Data from: Physical and biological factors affect the vertical distribution of larvae of benthic gastropods in a shallow embayment
Lloyd, Michelle J.; Metaxas, Anna; deYoung, Brad; Lloyd, MJ (2013), Data from: Physical and biological factors affect the vertical distribution of larvae of benthic gastropods in a shallow embayment, Dryad, Dataset, https://doi.org/10.5061/dryad.19342
Marine gastropods form a diverse taxonomic group, yet little is known about the factors that affect their larval distribution and abundance. We investigated the larval vertical distribution and abundance of 9 meroplanktonic gastropod taxa (Margarites spp., Crepidula spp., Astyris lunata, Diaphana minuta, Littorinimorpha, Arrhoges occidentalis, Ilyanassa spp., Bittiolum alternatum and Nudibranchia), with similar morphology and swimming abilities, but different adult habitats and life-history strategies. We explored the role of physical (temperature, salinity, density, current velocities) and biological (fluorescence) factors, as well as periodic cycles (lunar phase, tidal state, diel period) in regulating larval vertical distribution. Using a pump, we collected plankton samples at 6 depths (3, 6, 9, 12, 18 and 24 m) at each tidal state, every 2 h over a 36 and a 26 h period, during a spring and neap tide, respectively, in St. George’s Bay, Nova Scotia. Concurrently, we measured temperature, salinity, density, fluorescence (as a proxy for chlorophyll, i.e. phytoplankton density), and current velocity. Larval abundance was most strongly related to temperature, except for Littorinimorpha and Crepidula spp., for which it was most strongly related to fluorescence. Margarites spp., A. lunata, Ilyanassa spp. and B. alternatum exhibited either diel or reverse-diel vertical migration during 1 or both lunar phases.

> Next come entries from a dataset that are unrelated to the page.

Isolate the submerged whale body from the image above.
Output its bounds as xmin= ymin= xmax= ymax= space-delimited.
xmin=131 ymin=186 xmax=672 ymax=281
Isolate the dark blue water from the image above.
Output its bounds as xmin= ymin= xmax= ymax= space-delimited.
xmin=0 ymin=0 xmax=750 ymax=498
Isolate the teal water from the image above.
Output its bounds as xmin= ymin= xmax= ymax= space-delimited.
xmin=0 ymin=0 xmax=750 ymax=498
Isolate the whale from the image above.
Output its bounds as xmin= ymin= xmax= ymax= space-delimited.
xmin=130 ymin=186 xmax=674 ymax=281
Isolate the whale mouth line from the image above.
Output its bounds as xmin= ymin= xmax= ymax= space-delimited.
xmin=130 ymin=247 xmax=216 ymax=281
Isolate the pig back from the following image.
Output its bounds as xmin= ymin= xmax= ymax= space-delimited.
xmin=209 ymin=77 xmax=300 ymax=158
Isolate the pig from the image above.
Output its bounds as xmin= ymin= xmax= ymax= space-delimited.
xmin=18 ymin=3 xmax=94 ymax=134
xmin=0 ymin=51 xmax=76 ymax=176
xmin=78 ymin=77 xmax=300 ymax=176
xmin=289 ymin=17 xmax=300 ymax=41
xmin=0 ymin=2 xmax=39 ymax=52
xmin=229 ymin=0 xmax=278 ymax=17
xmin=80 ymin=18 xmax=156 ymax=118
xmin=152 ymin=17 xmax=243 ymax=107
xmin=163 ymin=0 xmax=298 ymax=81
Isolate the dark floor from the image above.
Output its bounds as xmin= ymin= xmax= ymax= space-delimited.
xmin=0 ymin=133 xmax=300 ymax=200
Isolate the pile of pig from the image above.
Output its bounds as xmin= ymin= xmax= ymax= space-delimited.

For Crepidula spp., Littorinimorpha, A. occidentalis and Nudibranchia, larval vertical distribution differed between lunar phases. Only the larval vertical distribution of Margarites spp., D. minuta and Ilyanassa spp. varied with tidal state during 1 or both lunar phases. The key factors determining the vertical distribution of gastropod larvae were temperature, fluorescence, and light, although the importance of each factor varied among taxa. Differences in vertical distribution may enable these larvae to partition over a wide range of potential habitats for settlement.